What Codifying 1,000 Azure Resources Actually Looks Like
Terraform Isn’t the Bottleneck. Discovery Is. We ran a live codification test against an Azure subscription with over 1,000 resources. Here's what the process actually looked like.
Terraform Isn’t the Bottleneck. Discovery Is. We ran a live codification test against an Azure subscription with over 1,000 resources. Here's what the process actually looked like.


The theory of IaC codification is straightforward: discover what exists, generate code that describes it, import into Terraform management. Clean steps, clean outcome.
The practice is messier. Dependencies between resources aren't always obvious. Resources created in the console months or years ago may have configurations that don't map cleanly to current provider schemas. And the volume of resources in a mature Azure environment makes the manual approach impractical at any meaningful scale.
We ran a live codification test against an Azure subscription with over 1,000 resources. Here's what the process actually looked like.
Before writing a single line of code, you need to know what's there. That sounds obvious. It isn't.
Cloud environments accumulate resources that nobody fully owns: test infrastructure that never got cleaned up, resources provisioned for projects that ended, dependencies created implicitly and never documented. The gap between what teams think is in their environment and what's actually there is where most of the risk lives.
The subscription had 1,003 resources across 16 resource types, all provisioned through the Azure portal over time. No Terraform, no state file, no documentation beyond what Azure itself records.
A full inventory scan surfaced all 1,003 resources in roughly 10 minutes. But the raw count wasn't the useful part. The dependency mapping was. A storage account with containers attached needs to be codified with those containers. A VM tied to a network interface and security group needs all three handled together.

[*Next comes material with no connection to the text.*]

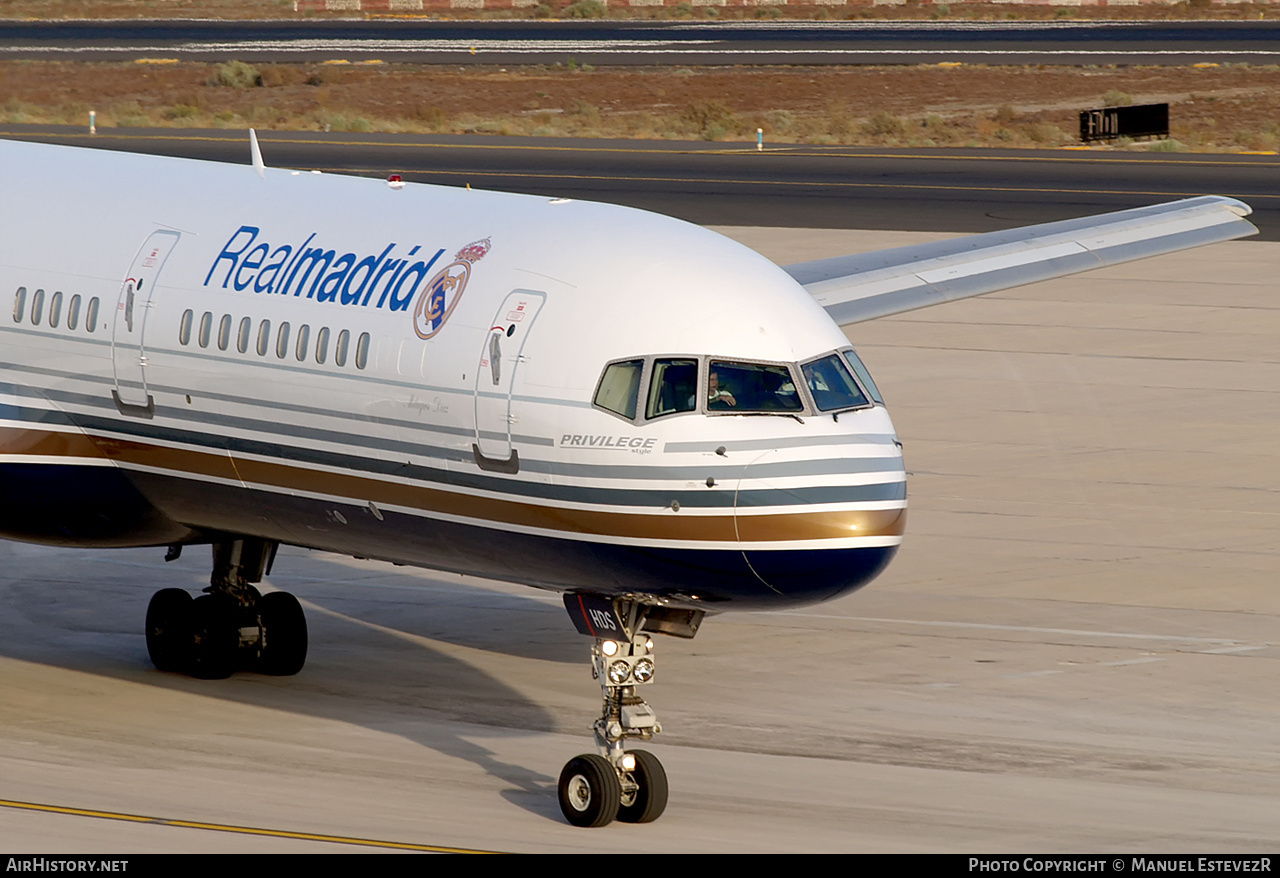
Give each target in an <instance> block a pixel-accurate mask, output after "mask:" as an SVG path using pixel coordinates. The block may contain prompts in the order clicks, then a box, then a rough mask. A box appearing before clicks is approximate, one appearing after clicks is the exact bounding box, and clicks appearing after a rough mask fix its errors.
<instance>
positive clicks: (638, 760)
mask: <svg viewBox="0 0 1280 878" xmlns="http://www.w3.org/2000/svg"><path fill="white" fill-rule="evenodd" d="M564 607H566V608H567V609H568V612H570V616H571V617H572V618H573V622H575V625H576V626H577V628H579V631H581V632H582V634H588V635H591V636H594V639H595V643H594V644H593V645H591V676H593V677H594V678H596V680H599V681H600V696H602V701H603V708H602V710H600V718H599V719H596V721H595V724H594V726H593V732H594V736H595V746H596V750H598V751H599V754H586V755H581V756H575V758H573V759H570V760H568V763H567V764H566V765H564V769H563V770H562V772H561V777H559V785H558V791H559V805H561V813H562V814H563V815H564V819H566V820H568V822H570V823H571V824H573V826H577V827H603V826H607V824H609V823H612V822H613V820H614V819H617V820H621V822H623V823H649V822H650V820H657V819H658V818H659V817H662V813H663V811H664V810H666V809H667V792H668V786H667V772H666V770H664V769H663V767H662V763H660V762H658V758H657V756H655V755H653V754H652V753H649V751H648V750H627V749H626V747H625V742H626V741H627V740H628V738H632V740H634V738H639V740H641V741H648V740H650V738H652V737H653V736H654V735H657V733H658V732H660V731H662V726H660V724H659V723H658V717H657V714H655V713H654V712H653V708H650V706H649V705H648V704H646V703H645V700H644V699H643V698H640V695H639V687H640V686H646V685H649V683H652V682H653V677H654V650H653V639H652V637H650V636H649V635H648V634H645V631H662V632H664V634H673V635H677V636H684V637H692V636H694V634H696V631H698V626H699V625H700V622H701V617H703V613H701V611H678V609H677V611H671V609H668V608H664V607H660V605H657V604H655V603H646V600H645V599H626V598H617V599H612V600H611V599H608V598H604V596H600V595H586V594H575V595H566V596H564Z"/></svg>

Without that map, you discover scope problems mid-run rather than before you start.
This is the kind of visibility a cloud inventory gives you before any code gets written. Not as a codification tool, but as a prerequisite to doing it well.

The first run targeted a storage account and its container, a contained dependency tree chosen to validate the approach first.

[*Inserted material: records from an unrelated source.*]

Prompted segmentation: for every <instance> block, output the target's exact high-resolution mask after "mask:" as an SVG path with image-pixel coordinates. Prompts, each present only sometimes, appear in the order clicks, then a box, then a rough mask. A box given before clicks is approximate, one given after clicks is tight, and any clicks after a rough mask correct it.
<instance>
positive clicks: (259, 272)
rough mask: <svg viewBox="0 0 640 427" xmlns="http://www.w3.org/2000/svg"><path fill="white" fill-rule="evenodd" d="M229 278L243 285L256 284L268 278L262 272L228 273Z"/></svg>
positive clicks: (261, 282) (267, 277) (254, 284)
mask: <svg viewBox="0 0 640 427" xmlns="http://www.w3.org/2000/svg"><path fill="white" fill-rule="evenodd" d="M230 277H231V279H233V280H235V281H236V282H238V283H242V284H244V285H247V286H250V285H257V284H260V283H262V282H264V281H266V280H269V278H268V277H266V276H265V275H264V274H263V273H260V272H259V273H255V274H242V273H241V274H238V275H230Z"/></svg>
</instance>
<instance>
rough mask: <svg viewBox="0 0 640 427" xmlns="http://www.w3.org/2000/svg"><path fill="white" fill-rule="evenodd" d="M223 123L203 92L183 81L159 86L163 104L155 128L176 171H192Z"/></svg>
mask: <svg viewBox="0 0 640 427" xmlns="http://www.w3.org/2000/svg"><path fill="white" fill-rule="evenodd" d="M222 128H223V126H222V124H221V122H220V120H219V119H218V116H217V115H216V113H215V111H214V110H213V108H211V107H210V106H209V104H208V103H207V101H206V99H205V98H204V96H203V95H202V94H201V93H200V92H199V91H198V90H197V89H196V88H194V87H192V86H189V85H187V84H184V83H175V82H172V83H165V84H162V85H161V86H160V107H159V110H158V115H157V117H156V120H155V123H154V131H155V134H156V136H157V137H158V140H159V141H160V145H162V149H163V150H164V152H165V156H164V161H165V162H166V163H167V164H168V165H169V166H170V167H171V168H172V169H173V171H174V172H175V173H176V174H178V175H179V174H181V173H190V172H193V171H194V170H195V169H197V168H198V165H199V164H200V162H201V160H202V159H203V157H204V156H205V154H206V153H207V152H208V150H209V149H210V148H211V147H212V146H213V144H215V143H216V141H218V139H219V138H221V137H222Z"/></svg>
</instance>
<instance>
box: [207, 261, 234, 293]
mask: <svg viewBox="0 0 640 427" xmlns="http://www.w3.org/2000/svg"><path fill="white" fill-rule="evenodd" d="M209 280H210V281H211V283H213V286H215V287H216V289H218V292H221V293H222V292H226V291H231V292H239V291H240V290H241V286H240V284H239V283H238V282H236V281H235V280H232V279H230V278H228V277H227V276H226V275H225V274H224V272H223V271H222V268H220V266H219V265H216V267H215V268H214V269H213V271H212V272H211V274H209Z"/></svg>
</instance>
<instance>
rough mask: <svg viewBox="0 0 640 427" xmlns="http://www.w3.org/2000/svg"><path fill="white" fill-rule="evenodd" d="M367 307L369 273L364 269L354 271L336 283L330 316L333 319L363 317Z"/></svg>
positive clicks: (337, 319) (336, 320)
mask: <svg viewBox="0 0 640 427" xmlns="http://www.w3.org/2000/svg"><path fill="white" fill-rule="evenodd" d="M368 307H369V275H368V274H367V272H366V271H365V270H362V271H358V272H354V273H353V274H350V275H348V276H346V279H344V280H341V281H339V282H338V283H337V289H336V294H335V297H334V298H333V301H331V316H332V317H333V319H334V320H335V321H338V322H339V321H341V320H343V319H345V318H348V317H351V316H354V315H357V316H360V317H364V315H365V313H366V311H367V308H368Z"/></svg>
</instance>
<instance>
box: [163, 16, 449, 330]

The generated Terraform followed standard module structure: main.tf, reusable modules, a variable file. Running terraform plan showed no additions, no modifications, no deletions. The code also passed cost analysis and 400+ policy checks before being prepared for a pull request, catching misconfigurations that had existed in the environment but were never validated against a policy framework.
The second run targeted a more complex tree: a VM, its network interface, and the attached security group (seven to eight resources in total).

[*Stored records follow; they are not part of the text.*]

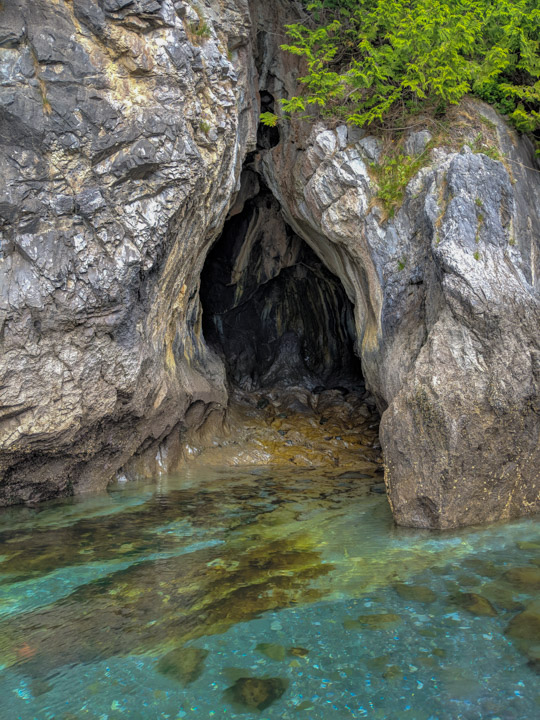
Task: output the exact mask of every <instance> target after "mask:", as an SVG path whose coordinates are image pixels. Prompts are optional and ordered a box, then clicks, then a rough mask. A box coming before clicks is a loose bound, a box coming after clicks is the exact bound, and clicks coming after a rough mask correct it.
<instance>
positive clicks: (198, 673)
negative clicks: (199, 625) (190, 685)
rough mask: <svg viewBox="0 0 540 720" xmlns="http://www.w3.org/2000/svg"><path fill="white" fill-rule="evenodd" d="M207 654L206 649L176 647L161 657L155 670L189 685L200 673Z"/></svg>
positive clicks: (187, 647)
mask: <svg viewBox="0 0 540 720" xmlns="http://www.w3.org/2000/svg"><path fill="white" fill-rule="evenodd" d="M207 655H208V650H201V649H200V648H195V647H181V648H176V649H175V650H171V652H169V653H167V654H166V655H164V656H163V657H162V658H161V660H160V661H159V662H158V664H157V666H156V667H157V671H158V672H159V673H161V674H162V675H165V677H168V678H171V679H172V680H177V681H178V682H179V683H181V684H182V685H189V684H190V683H192V682H193V681H194V680H196V679H197V678H198V677H199V676H200V675H201V674H202V672H203V670H204V661H205V659H206V657H207Z"/></svg>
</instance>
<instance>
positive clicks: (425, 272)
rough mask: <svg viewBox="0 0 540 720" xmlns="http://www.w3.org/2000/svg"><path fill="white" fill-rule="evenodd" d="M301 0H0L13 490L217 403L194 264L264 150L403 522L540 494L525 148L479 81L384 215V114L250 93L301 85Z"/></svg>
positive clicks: (1, 462)
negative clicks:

The plan showed a near-complete match, with the delta consisting of minor tag discrepancies. No infrastructure changes, no risk to running resources. The fix is straightforward: review the plan output, update the variable file, re-run.
Two things stood out beyond what the inventory predicted.
Shared resources need deliberate scoping. The security group in run two was used by multiple VMs. Including it in a single codification run would have created a state file claiming ownership of a shared resource. The right call was only obvious because the dependency map was in hand before starting.
The documented/actual gap is real. In an environment managed manually over years, there will be configuration details nobody remembers setting. Codification surfaces those, and knowing about them before resources go under Terraform management matters more than how fast the code gets generated.
A 1,000-resource Azure environment that would have taken an experienced engineer months to codify manually was reduced to a series of targeted runs, each taking minutes. That's a different category of approach, not a marginal improvement.
But speed isn't the bottleneck most teams expect. Discovery is. Knowing what's there, how resources relate, and where scope boundaries should be is the work that determines whether a codification project succeeds or stalls.